Why does NumPy (and PyTorch) allow direct multiplicaiton of two row vectors?

oat · August 8, 2021, 8:35am

The following code does work for direct multiplication btw two row vectors of the same shape. But, it’s conceptually wrong.

Dot product can only be conducted for a row vector and a column vector in the same length, as implemented in the np.dot(), torch.mm(), and torch.matmul() functions.

So, I wonder why NumPy and PyTorch allow this in the software design in the first place which could lead to confusion for beginners.

import torch

features = torch.randn((1, 5))
weights = torch.randn_like(features)
bias = torch.randn((1, 1))

output_sum = activation(torch.sum(features * weights) + bias)
# output_sum = activation((features * weights).sum() + bias)

Output:
tensor([[0.1595]])

eqy · August 8, 2021, 9:06am

I think it’s impossible to fully distill the intent of a given numerical libraries interface, since it’s debatable whether NumPy or PyTorch established these conventions or if they were borrowed from predecessors like MATLAB, BLAS, etc…

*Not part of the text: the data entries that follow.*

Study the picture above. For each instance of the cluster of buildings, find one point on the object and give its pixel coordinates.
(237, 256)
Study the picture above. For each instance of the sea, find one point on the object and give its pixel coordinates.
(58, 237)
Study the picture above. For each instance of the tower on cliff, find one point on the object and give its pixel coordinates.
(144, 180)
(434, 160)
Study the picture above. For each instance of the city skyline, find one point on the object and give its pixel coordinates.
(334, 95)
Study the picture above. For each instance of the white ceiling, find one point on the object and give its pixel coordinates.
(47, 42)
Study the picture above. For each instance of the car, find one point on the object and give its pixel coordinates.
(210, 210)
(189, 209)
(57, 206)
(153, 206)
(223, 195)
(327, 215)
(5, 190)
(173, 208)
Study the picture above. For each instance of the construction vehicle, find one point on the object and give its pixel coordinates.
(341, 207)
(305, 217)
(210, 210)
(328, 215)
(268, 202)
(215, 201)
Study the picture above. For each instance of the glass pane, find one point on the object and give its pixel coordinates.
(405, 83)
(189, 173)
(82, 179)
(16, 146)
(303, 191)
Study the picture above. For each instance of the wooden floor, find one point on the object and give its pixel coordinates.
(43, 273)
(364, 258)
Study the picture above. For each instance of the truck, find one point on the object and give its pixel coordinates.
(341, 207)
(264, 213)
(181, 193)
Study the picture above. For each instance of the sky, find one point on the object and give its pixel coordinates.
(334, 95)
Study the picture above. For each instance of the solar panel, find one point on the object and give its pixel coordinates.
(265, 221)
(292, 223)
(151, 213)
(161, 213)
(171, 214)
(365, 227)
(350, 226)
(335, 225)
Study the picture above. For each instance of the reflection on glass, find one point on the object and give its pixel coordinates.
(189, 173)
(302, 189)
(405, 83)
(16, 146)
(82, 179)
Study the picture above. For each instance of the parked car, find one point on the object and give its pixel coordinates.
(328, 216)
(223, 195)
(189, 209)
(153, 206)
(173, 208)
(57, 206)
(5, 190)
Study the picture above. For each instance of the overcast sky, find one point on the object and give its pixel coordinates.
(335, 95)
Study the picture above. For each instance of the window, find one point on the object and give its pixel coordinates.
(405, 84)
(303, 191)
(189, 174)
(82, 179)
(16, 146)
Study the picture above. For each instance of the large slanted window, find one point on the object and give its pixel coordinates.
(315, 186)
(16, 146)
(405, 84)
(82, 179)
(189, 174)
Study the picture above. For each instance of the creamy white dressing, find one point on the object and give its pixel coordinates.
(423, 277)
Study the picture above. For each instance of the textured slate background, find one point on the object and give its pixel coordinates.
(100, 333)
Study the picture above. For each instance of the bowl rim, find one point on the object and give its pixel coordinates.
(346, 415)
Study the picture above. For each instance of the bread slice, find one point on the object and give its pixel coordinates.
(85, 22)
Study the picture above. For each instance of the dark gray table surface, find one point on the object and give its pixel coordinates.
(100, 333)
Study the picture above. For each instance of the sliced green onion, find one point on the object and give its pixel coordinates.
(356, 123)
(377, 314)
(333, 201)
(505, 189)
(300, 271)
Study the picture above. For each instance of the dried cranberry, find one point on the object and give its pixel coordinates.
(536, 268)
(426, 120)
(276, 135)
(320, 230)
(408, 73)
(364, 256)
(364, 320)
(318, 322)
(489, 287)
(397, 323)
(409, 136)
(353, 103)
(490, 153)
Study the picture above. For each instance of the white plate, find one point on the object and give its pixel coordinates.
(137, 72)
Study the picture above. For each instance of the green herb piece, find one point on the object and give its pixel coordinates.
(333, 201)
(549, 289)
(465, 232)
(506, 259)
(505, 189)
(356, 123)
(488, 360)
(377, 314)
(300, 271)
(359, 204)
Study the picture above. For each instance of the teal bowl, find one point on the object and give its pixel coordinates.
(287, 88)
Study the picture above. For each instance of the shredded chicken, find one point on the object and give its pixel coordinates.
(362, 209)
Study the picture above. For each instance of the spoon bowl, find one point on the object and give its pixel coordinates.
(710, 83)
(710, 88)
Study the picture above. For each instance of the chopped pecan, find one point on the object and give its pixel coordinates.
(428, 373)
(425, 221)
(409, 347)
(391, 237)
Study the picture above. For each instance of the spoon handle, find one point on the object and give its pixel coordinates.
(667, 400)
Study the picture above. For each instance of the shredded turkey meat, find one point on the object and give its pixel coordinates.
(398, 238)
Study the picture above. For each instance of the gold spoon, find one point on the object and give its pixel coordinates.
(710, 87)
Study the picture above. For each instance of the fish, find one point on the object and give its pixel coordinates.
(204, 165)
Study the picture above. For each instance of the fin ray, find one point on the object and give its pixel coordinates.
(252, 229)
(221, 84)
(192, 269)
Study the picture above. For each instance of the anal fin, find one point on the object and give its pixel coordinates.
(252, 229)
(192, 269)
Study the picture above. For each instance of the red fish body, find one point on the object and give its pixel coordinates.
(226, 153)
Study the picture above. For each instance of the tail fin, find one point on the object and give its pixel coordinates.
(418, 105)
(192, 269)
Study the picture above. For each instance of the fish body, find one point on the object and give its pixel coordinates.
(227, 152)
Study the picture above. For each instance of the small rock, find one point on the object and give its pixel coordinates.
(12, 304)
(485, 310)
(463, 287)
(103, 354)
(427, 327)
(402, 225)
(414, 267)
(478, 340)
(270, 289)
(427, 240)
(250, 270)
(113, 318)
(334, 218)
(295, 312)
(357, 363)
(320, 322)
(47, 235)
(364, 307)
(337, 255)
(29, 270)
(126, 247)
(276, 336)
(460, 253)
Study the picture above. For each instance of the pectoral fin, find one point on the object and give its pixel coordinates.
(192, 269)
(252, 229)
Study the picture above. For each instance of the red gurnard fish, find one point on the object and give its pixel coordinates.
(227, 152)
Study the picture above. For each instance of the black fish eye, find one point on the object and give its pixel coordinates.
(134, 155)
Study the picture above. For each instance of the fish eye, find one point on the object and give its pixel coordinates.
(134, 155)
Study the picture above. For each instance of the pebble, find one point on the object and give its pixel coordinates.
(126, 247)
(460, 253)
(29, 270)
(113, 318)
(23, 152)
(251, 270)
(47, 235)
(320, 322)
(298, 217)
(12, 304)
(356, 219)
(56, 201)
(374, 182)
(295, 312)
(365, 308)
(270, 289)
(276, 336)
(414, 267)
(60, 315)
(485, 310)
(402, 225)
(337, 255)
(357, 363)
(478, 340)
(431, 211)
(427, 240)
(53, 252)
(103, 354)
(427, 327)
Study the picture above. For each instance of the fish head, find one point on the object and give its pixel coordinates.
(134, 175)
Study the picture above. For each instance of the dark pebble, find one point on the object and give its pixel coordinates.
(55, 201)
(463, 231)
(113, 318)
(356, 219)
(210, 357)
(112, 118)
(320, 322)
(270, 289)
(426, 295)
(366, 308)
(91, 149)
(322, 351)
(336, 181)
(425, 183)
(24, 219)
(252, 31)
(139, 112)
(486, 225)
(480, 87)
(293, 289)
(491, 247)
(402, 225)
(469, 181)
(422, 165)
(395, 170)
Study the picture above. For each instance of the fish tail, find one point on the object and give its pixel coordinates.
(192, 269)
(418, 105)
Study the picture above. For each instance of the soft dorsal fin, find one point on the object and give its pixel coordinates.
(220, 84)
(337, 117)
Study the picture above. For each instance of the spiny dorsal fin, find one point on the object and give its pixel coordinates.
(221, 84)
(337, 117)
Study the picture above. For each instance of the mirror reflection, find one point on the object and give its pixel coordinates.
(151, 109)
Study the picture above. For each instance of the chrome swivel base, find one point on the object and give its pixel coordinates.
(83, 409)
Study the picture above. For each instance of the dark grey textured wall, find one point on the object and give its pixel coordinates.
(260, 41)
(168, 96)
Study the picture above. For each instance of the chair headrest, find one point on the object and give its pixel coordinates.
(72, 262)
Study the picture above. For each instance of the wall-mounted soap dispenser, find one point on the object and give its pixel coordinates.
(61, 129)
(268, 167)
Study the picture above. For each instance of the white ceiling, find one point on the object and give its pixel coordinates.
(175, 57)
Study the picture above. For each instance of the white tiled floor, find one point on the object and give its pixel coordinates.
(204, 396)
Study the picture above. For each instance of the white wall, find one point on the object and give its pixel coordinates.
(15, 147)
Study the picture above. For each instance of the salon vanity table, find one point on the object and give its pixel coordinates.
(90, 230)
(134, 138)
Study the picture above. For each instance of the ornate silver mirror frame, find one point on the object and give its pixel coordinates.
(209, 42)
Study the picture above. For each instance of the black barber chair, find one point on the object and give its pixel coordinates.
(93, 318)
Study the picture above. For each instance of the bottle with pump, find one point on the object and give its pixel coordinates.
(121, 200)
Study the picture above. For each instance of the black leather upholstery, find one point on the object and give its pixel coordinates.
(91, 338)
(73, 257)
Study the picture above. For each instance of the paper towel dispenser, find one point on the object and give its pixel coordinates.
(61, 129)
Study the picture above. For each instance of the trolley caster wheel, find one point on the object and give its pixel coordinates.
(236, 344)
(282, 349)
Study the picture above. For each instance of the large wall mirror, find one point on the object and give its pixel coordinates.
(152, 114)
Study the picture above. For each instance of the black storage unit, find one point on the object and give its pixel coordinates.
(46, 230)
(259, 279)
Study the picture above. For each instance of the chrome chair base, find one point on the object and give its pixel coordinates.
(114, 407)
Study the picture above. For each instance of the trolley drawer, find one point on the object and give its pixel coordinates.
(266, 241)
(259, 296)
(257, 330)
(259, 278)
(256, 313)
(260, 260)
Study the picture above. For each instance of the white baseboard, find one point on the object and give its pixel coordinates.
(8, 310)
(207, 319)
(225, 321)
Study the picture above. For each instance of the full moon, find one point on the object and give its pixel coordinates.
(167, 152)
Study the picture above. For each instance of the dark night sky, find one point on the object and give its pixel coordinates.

However, in this case, what is being done is elementwise multiplication (as specified by the * or mul operator). This is usually considered to be distinct from dot product or matrix multiplication.

>>> import torch
>>> a = torch.randn(1, 5)
>>> b = torch.randn(1, 5)
>>> a * b
tensor([[-0.0809,  0.8302, -0.3525, -0.1582, -0.6963]])
>>> a.mul(b)
tensor([[-0.0809,  0.8302, -0.3525, -0.1582, -0.6963]])
>>> a.dot(b)
Traceback (most recent call last):
  File "<stdin>", line 1, in <module>
RuntimeError: 1D tensors expected, but got 2D and 2D tensors
>>>

oat · August 8, 2021, 10:02am

Thanks for the reply.

Yes, it’s doing element-wise multiplication, and that’s why a sum function is needed to obtain the same output as that from a dot product.